$\int \sin\theta\, d\theta = \int\,d\cos\theta, \tag{1}$ or $\int \sin\theta\, d\theta = -\int\,d\cos\theta \tag{2}$
which one is correct? Due to $\sin\theta\,d \theta = -d\cos\theta$, I think (2) is correct. However (2) is so easy to mislead if someone what to apply definite integrals.

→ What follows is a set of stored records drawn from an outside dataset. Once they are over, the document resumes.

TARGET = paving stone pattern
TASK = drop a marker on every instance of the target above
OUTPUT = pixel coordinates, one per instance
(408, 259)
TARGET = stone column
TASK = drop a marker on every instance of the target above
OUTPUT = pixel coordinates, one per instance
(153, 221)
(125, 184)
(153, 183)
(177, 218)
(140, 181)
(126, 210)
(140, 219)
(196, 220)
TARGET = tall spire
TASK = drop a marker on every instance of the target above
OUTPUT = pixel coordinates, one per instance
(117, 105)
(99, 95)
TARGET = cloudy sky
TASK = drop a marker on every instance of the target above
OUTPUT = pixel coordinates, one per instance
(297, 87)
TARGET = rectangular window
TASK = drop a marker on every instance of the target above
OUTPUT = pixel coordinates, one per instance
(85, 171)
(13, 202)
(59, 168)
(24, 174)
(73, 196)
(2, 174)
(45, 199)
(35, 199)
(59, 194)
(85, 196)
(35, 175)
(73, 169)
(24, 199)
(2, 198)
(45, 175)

Take the wrong equation below as an example.
$\int^\pi_0 \sin\theta\, d\theta = -\int^1_{-1}\,d\cos\theta$.
And with interpreting indefinite integrals as the definite integrals in $[a, \theta]$, $\int \sin\theta\, d\theta \rightarrow \int^\theta_a \sin\theta\, d\theta$.
We don't need to add a minus sign to reverse the variable and the lower bound.
$\int^\theta_a \sin\theta\, d\theta = \int^{\cos\theta'}_{a'}\,d\cos\theta'$.
Does this imply that we can use (1)?
$\newcommand{\d}{\mathrm{d}}$ It is correct that $\d(\cos\theta)=-\sin\theta\,\d\theta$ simply because the derivative of $\cos\theta$ is $-\sin\theta$. In your example, $$ \int_0^\pi\sin\theta\,\d{\theta} = -\int_{1}^{-1}\d(\cos\theta)=\int_{-1}^1\d(\cos\theta) $$ because, when $\theta=\pi$, $\cos\theta=-1$, and when $\theta=0$, $\cos\theta=1$. You need to be careful when doing substitutions because even when "integrating over" the same region, the direction is meaningful and important.